Heather Murphy, deputy director of the Office of Planning and Capital Programming at MDOT, said, “It’s very well known … that right now, we are very much underfunded in our Transportation Trust Fund. We have enough money to operate our system, we have enough money to preserve our system right now and that is it.”
She said if anyone were to look in the “outer years” of the MDOT budget, there’s “zero money for expansion,” including money for funding studies for expansion projects.
Murphy explained to the commissioners there is a possibility that MDOT will receive more funding with the Monday introduction of the governor’s Transportation Infrastructure Investment Act of 2013 bill.

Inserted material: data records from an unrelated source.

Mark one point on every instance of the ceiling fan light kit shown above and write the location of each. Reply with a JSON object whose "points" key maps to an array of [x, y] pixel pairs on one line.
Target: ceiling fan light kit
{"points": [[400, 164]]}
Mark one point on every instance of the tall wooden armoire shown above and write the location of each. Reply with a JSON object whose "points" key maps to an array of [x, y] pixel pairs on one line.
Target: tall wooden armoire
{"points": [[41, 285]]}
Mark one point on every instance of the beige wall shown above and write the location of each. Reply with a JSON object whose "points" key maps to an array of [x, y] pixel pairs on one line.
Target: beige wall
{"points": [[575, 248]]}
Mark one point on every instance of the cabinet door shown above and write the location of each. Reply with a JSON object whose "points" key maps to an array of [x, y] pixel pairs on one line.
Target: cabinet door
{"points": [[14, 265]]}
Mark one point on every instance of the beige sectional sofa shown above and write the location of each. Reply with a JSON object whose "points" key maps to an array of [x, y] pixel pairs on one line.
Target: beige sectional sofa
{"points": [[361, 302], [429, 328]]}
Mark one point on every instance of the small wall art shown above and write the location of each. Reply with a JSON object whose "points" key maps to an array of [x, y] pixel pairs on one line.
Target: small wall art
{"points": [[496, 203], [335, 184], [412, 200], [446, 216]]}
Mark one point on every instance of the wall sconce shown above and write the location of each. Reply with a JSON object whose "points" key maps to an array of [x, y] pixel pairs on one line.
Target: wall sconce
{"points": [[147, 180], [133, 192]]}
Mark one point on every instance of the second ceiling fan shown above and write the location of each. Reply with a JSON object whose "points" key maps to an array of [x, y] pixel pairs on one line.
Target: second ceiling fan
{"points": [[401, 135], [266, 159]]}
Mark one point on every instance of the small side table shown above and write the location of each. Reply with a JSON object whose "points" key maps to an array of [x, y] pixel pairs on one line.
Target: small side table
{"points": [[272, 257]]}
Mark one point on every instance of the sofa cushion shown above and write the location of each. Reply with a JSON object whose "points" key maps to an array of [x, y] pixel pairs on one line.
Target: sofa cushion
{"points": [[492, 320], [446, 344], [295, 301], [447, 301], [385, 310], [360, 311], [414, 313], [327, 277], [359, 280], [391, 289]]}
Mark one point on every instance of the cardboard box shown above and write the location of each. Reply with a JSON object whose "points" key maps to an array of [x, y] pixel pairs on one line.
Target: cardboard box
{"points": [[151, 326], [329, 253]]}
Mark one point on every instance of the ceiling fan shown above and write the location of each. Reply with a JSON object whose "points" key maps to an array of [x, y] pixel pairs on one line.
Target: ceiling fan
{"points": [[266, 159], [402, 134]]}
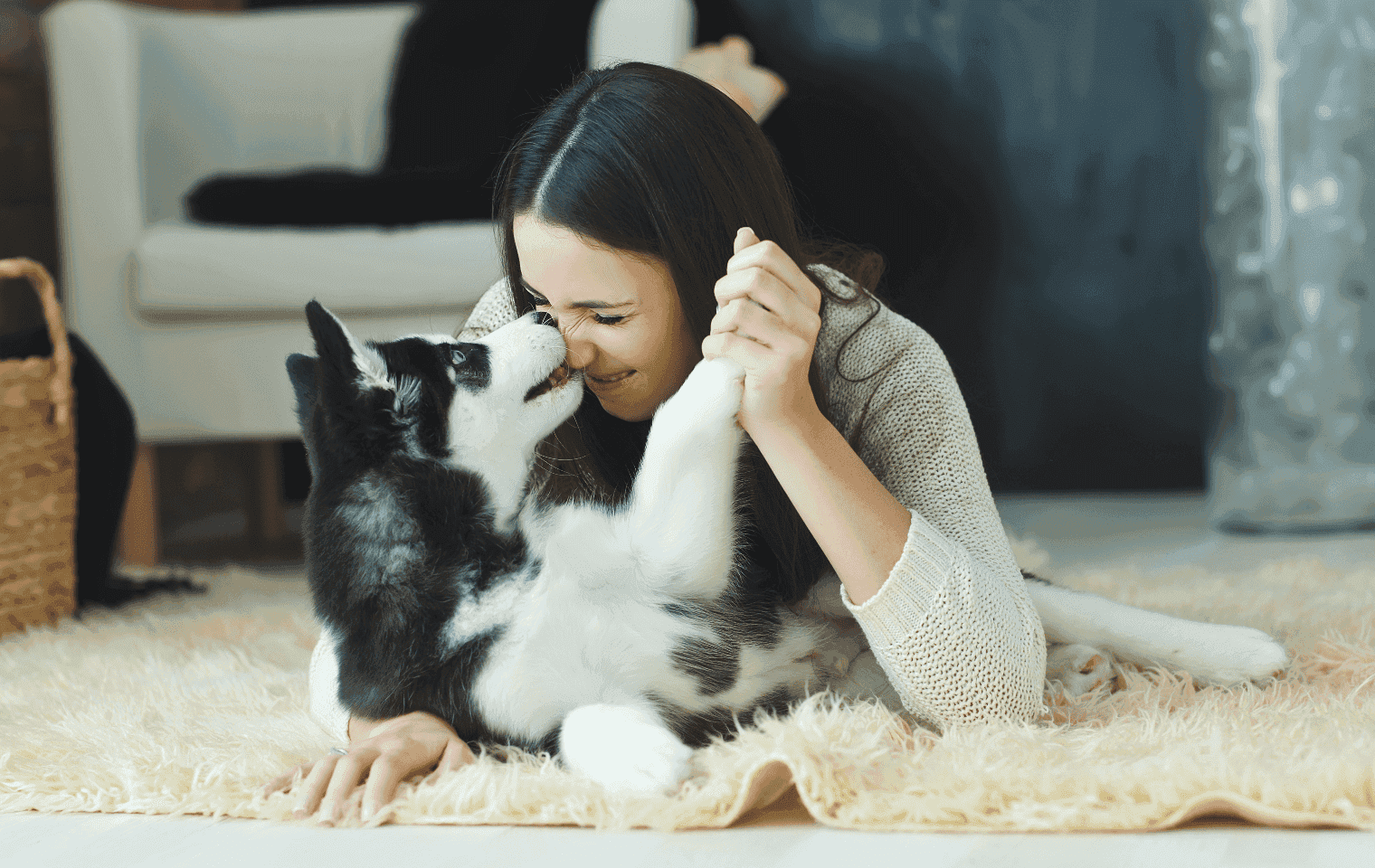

The bill, if passed, would reduce the state gasoline excise tax by 5 cents from 23.5 cents per gallon to 18.5 cents and then tie it to inflation. In addition, Senate Bill 1054 and House Bill 1514 call for a 4 percent sales tax on the wholesale level to be phased in over two years, beginning in July. According to the bill, a 2 cent sales tax on a gallon of gas would start in July, followed by an additional 7 cents more a year after that. In 2015, the sales tax is expected to be at 6 percent unless Congress passes the Marketplace Equity Act, which would allow states to apply sales tax to Internet sales, thus allowing the transportation fund to receive a percentage of the revenue generated from taxing Internet sales.
MDOT transit fares are also proposed to increase, according to the bill, by tying them to inflation, as well.
A “lockbox” provision would require that any money from the Transportation Trust Fund could not be transferred or diverted to the state’s general fund unless approved by the General Assembly through “legislation passed by a three-fifths majority vote of the full standing committee assigned the legislation” in the House and Senate.
According to a press release from Gov. Martin O’Malley’s (D) office, the plan will raise an average of $800 million annually and, over the next five years, generate an additional $3.4 billion for Maryland highway and transit projects.